Revealer by Madison Cunningham for Northern Transmissions by Greg Walker

Verve Forecast

9.3

Madison Cunningham

Revealer

“I’m not the only one / putting a bruised ego on some ice / But if love is our rebellion / put me on the front lines,” Madison Cunningham sings with humility and resolve on her much anticipated latest record, Revealer, which dropped on Sept 9th on Verve Forecast Records. I found Madison Cunningham when I was surfing Facebook and saw a promoted post for her cover of Radiohead’s “No Surprises,” and I was enamored by her beautiful simplified rendition with pianist Tyler Chester. I was further hooked, when my local radio station, WTMD, played her single “Hospital” on repeat. And her Tiny Desk in August just sealed the deal.

It was a fitting introduction to her work, the cover of “No Surprises,” because, as her lead track, “All I’ve Ever Known” illustrates, she’s a songwriter in Radiohead’s mind-blowing ilk. The noodling guitars, the polyrhythms, the perfect York-like serpentine falsetto vocals. “I’m not immune to a piece of bad news / I just do what I must to move on,” she sings on the track. And the rest of the album is her reckoning with this difficult world, her “revealing” of a heart that understands loss and love, humor and heartbreak.

“Walking after dark / Holding tight to my keys / You don’t give a second though / Walking where you please,” she sings on the song, “Anywhere,” which starts in 7/4. It is a subtle lyric revealing her position as a woman in modern times, though the song is an anthem for anyone who has to actually work for their position in a world set up for certain people (White? Male? Rich?) to always take home the winning prize. “I work hard / Just to get through / And I’m jealous thinking / It comes easy to you.”

If there’s any justice in this world, Madison Cunningham will take home the Grammy for best alternative record next year. I’m not one to favor one race or gender over another, though I love seeing fair representation. It’s just that this album is the best thing that I’ve heard for quite some time. With a musical virtuosity like Esperanza Spalding, with a song writer and composer who deserves a McCartney-Lennon comparison, the album, lyrically and musically is an absolute revelation.

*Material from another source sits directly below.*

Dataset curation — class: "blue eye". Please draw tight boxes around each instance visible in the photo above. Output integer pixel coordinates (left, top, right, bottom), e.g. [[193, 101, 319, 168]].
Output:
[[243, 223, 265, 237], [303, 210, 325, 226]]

From the moving song about losing her grandmother, “Life According to Rachel,” (something many of us can relate to in these pandemic times,) to her song “Your Hate Could Power A Train,” with a chorus that could be directed at any number of people in our tumultuous and often careless society, she writes songs that relate to exactly where we are now. She relates to us all in ingenious poetry and sound. It’s an album, like a Radiohead album, to play and replay, and I think it will be an album that is looked back at in many years to come, as a moment in musical history when a young woman fought for love, creatively.